Sanjay Palve, Senior Managing Director, Essar Capital Ltd.

“In the ever-evolving global arena, our nation’s economic strength shines, making a significant 15% contribution to worldwide growth. The MPC’s dedication works to harmonise inflation with a 4% objective. Demonstrating prudence, the RBI retains the repo rate at 6.5%, upholding stability while envisioning a steady 6.5% growth for FY’24 despite inherent uncertainties. We hope to see reduction in rates in months to come.”
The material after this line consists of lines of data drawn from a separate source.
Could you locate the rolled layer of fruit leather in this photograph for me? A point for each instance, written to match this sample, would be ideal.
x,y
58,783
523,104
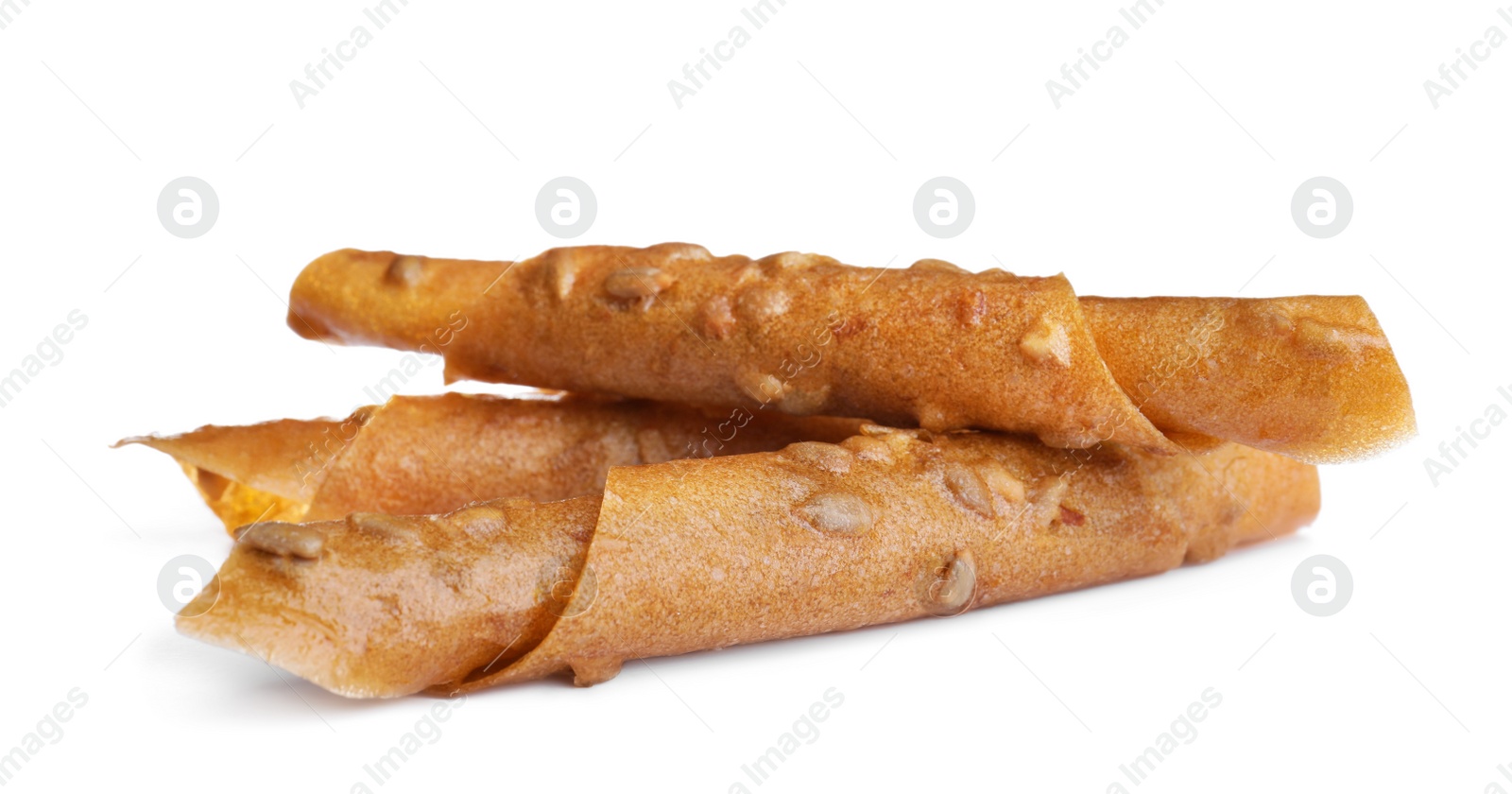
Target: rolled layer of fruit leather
x,y
930,345
703,554
435,454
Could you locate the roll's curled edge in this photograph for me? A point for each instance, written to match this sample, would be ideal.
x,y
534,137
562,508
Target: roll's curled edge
x,y
435,454
703,554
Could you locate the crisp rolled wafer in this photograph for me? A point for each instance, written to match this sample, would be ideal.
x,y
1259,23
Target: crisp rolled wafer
x,y
435,454
930,345
703,554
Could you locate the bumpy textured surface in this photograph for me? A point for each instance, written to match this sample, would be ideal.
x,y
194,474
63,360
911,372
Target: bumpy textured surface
x,y
702,554
435,454
929,345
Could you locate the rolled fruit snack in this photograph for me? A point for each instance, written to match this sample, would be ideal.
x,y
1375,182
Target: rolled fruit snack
x,y
702,554
435,454
930,345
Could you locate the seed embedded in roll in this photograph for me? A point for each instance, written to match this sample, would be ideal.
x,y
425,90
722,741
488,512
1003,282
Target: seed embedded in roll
x,y
637,282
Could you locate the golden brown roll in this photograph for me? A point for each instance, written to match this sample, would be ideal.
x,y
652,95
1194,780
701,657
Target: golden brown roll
x,y
702,554
435,454
929,345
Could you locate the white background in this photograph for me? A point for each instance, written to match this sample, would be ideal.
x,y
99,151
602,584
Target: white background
x,y
814,136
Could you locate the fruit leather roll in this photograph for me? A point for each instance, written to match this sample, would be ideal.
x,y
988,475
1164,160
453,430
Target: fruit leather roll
x,y
702,554
435,454
930,345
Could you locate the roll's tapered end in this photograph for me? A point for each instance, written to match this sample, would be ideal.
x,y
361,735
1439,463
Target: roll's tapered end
x,y
382,299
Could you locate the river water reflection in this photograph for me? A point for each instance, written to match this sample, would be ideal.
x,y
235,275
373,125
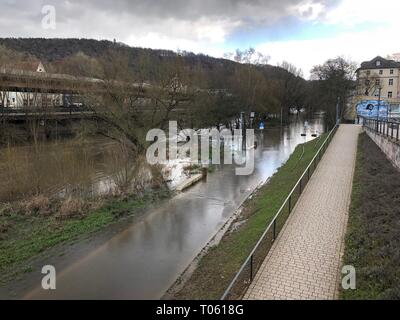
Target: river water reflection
x,y
145,259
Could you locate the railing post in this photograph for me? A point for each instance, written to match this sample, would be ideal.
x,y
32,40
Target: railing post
x,y
391,135
251,268
387,129
301,187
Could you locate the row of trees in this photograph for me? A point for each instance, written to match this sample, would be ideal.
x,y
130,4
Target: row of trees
x,y
196,91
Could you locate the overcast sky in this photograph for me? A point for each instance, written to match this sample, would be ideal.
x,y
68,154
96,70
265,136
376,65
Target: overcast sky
x,y
303,32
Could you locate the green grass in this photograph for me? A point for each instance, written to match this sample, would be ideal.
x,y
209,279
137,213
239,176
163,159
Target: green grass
x,y
29,236
372,240
218,267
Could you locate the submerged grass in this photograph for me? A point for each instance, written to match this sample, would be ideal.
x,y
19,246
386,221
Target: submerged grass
x,y
23,237
220,264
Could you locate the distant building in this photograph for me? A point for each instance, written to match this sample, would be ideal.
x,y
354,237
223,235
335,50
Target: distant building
x,y
19,100
379,80
31,66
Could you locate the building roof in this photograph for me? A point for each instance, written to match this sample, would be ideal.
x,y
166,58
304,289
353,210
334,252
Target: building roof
x,y
379,63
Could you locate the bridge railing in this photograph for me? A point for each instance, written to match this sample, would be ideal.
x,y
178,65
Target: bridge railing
x,y
389,129
245,276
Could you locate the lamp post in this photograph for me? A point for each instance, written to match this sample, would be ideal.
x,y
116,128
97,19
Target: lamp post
x,y
379,106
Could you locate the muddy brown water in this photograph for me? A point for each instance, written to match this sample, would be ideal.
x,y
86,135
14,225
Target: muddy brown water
x,y
145,258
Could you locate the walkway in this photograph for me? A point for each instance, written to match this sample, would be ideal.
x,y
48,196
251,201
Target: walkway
x,y
304,263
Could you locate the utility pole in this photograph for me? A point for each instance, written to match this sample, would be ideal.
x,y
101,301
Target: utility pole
x,y
337,111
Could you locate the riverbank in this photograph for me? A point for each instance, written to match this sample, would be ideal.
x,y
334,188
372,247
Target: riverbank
x,y
217,266
30,228
372,239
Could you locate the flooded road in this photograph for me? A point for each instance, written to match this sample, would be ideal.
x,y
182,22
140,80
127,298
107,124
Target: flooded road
x,y
145,259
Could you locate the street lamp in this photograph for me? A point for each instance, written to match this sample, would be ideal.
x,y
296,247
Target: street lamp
x,y
379,106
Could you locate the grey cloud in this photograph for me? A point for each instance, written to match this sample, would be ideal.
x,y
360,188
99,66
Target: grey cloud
x,y
122,18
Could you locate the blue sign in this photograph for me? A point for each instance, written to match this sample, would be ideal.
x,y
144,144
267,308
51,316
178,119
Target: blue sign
x,y
369,109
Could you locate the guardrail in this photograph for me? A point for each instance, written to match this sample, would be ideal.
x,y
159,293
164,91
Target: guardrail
x,y
248,270
389,129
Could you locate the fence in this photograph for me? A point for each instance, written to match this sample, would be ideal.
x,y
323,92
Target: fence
x,y
248,270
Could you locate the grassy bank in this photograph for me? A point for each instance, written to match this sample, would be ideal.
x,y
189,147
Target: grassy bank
x,y
373,241
219,265
25,234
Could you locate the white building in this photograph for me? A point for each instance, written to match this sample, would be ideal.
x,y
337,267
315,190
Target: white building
x,y
20,100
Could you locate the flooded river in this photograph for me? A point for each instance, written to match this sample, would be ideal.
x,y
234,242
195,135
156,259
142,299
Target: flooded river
x,y
144,259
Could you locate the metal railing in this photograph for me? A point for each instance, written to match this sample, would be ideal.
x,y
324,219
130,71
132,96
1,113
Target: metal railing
x,y
389,129
248,270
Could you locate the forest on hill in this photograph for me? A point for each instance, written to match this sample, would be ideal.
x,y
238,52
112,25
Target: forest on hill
x,y
253,85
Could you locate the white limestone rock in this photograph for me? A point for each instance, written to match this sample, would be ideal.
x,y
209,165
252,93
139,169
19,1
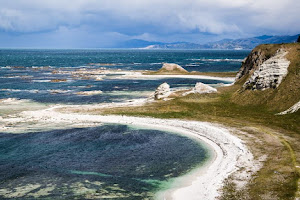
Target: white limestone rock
x,y
172,67
292,109
270,73
201,88
162,91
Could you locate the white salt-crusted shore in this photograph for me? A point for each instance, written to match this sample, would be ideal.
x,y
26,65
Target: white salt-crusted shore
x,y
230,154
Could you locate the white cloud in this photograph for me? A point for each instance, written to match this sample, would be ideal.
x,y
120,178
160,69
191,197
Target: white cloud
x,y
156,18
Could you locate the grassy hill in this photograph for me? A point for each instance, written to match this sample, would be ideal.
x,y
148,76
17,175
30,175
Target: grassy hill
x,y
287,93
251,115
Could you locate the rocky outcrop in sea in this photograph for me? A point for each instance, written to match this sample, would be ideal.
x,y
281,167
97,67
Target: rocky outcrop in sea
x,y
162,91
200,88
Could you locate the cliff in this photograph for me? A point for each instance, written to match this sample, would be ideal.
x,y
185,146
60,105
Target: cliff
x,y
270,76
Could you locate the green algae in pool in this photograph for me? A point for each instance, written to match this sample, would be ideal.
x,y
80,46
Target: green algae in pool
x,y
109,161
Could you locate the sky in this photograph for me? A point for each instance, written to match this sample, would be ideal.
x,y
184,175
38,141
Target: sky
x,y
107,23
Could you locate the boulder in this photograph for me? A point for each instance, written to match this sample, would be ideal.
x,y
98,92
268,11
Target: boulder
x,y
162,91
172,67
201,88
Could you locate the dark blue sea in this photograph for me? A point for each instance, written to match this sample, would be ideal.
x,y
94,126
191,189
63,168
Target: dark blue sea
x,y
31,74
111,161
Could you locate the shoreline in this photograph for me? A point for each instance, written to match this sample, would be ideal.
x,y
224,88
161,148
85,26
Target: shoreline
x,y
230,152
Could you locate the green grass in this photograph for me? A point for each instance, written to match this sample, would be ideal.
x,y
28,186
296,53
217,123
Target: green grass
x,y
253,112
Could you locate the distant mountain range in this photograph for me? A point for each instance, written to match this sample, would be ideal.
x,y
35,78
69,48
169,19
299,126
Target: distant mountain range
x,y
245,43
Rajiv Agarwal, MD & CEO, Essar Ports

“The recent RBI Monetary Policy announcement echoes our unwavering commitment to steer India’s growth momentum. With the key policy repo rate maintained at 6.5%, we acknowledge the strides taken to stabilise our economic landscape. While inflationary pressures still exists, challenges linger owing to global uncertainties, volatile commodity prices, and geopolitical complexities. The RBI Monetary Policy Committee’s steadfast choice to uphold the repo rate underscores a vigilant approach. As we project a 6.5% GDP expansion in FY24 and anticipate around 5.4% inflation, India remains a stalwart of stability and resilience on the world stage.”